This is a bit of an introspective, seeing as how I've recently discovered that I may have been playing for the wrong team my whole life. Or not.

A while back I read about a study done on homophobic and non-homophobic men that analyzed what kind of porn turned them on. I'm not going to site it here. Just Google it. Basically they put a strain gauge on their penis and showed them porn; Hetero, gay, lesbian, and recorded their erectile reactions. Turns out the homophobes were turned on by gay porn! Who'd a thunk it!

Ya' know, you really can't help what turns you on, and if someone straps a strain gauge on your penis, you can't hide it. Kind of a penile lie detector.

Now the introspection... I was exposed to zero porn as a teenager. As a young adult I'd sometimes visit the book store and step through the door that said "No one under 21". My selections there were pretty telling. I really never got anything out of typical straight porn. I don't think I ever bought a Playboy. I'd look at them, but none of them ever did enough for me to spend money on them. The gay porn magazines were even worse. I didn't get that at all. I'd always go straight for the Penthouse Letters or Variations. There was always something with a tranny theme in those. That's what I spent my money on. Sometimes I'd find a Tapestry (a tranny mag.) or some obscure publication that would have a picture of a crossdresser or Tgirl of some sort. Those were like gold!

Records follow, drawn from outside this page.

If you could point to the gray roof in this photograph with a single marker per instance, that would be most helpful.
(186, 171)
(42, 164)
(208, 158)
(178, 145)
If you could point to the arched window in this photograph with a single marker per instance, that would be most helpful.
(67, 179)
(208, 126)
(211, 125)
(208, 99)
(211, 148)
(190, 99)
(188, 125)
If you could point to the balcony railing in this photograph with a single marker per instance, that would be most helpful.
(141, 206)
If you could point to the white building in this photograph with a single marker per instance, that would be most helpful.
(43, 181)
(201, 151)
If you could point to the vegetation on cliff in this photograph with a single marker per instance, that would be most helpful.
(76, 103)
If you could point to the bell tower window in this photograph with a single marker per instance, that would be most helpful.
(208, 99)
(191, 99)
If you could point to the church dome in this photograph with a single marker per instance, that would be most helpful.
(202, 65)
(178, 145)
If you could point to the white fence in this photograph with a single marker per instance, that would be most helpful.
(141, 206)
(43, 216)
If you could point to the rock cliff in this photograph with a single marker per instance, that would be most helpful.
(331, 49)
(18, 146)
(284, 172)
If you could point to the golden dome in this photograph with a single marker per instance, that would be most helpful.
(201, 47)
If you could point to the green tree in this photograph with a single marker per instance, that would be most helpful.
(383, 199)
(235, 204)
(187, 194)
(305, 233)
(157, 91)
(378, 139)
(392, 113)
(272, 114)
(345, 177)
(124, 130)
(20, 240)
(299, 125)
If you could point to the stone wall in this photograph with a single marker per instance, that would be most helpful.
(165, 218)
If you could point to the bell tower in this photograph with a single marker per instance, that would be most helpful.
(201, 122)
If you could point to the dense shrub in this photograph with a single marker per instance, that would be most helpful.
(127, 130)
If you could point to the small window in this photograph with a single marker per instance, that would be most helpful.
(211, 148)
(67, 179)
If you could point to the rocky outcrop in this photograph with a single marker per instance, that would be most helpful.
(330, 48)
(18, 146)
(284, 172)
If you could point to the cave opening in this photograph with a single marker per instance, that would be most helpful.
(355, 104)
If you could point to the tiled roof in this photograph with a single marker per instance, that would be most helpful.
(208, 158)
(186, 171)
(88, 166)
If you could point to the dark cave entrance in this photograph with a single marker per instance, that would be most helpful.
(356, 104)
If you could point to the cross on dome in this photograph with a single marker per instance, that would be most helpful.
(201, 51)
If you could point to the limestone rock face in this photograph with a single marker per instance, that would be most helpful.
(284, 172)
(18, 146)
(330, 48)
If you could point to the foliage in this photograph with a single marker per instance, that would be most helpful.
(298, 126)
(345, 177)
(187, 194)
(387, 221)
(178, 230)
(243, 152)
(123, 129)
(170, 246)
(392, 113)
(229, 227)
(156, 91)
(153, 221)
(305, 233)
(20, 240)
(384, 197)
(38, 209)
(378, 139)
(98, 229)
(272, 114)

Now, porn of all kinds is a click away. For me, I don't know that I've ever clicked on a straight porn category. I suspect that an analysis of my frequency of clicks on various categories would be pretty psychologically revealing.

I was at one time a straight, married, father. I loudly claimed that I was straight, totally committed to my wife and children, would always be this way and never that way. You know the drill.

But, what was I hiding? What if someone put a strain gauge on my penis and showed me various categories of porn? Was I as straight as I claimed? In the most important way, if I wasn't acting on it, I'm not sure it made much difference. I can see that it could be argued that it did, in a less-than-obvious way.

I'm sure I claimed somewhere along the way that it was just clothes. Hummm. It turned me on to see other "guys" dressed in girl's clothes. Is it still about the clothes then?

Those homophobes in the study group would never admit to being turned on by gay porn. They couldn't control or deny what turned them on, though. How about you? Behind that "over 21" door or alone with your computer... Just how straight a boy are ya?